Neural Networks-Part(3): Introduction to Multi-Layer Neural Networks and Keras Function API
Observe this image and answer why would have been these layers added to that cake? For taste right! Each layer has its own unique taste that adds up and makes it even tastier. Similarly, in a neural network, we add layers to it so that it estimates the problem better. Just like that cake, a whole portion of a unique bread is taken we’ll take a number of nodes that will constitute our layer.
That being said, let’s know more about these layers and first by visualising it.
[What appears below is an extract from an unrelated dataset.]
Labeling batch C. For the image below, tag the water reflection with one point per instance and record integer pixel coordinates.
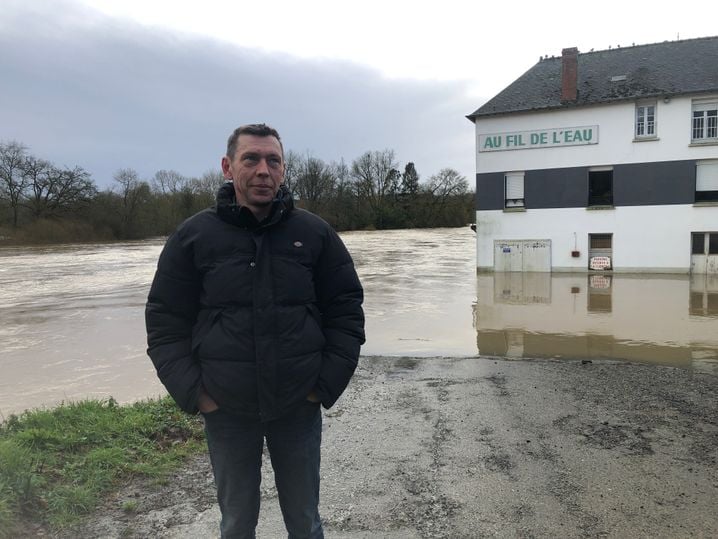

This is an example of a fully connected Neural network with 2 hidden layers(in purple) and an output layer(red) with two predictors(input). Remember input is not considered here as a layer because it doesn’t have any neurons. Each layer consists of nodes and we have taken 4 nodes in the first hidden layer and 3 nodes in its successor. The idea is the same old, each neuron obtains a weighted input from the previous layer and then passed through an activation function; which happens inside our neuron. Do not confuse that the weights would be different for each neuron connection. For example, the first hidden neuron from the top receives the input as W1*X1 +W2*X2, similarly, the second neuron will receive input as W3*X1+W4*X2 and so on. We shall now discuss each layer in depth.
1. The Inputs
Inputs are not considered as a layer for the above-stated reason, but it is important to specify the dimension of the input while creating them in Keras. We generally specify the number of columns (the predictors) and not the number of observations as it can vary. As shown in figure 1, X1 and X2 are used as predictors with any number of samples or observations for them. It is very important that we should standardize or normalize our data before introducing it to the network. Normalization especially helps when sigmoid activation is present in the layers. Learn more about activation functions here in my article on Activation Functions. If you know in sigmoid activation the gradient is larger if the input is near the origin, hence we are less susceptible to vanishing gradients, we will discuss vanishing gradients in the upcoming articles.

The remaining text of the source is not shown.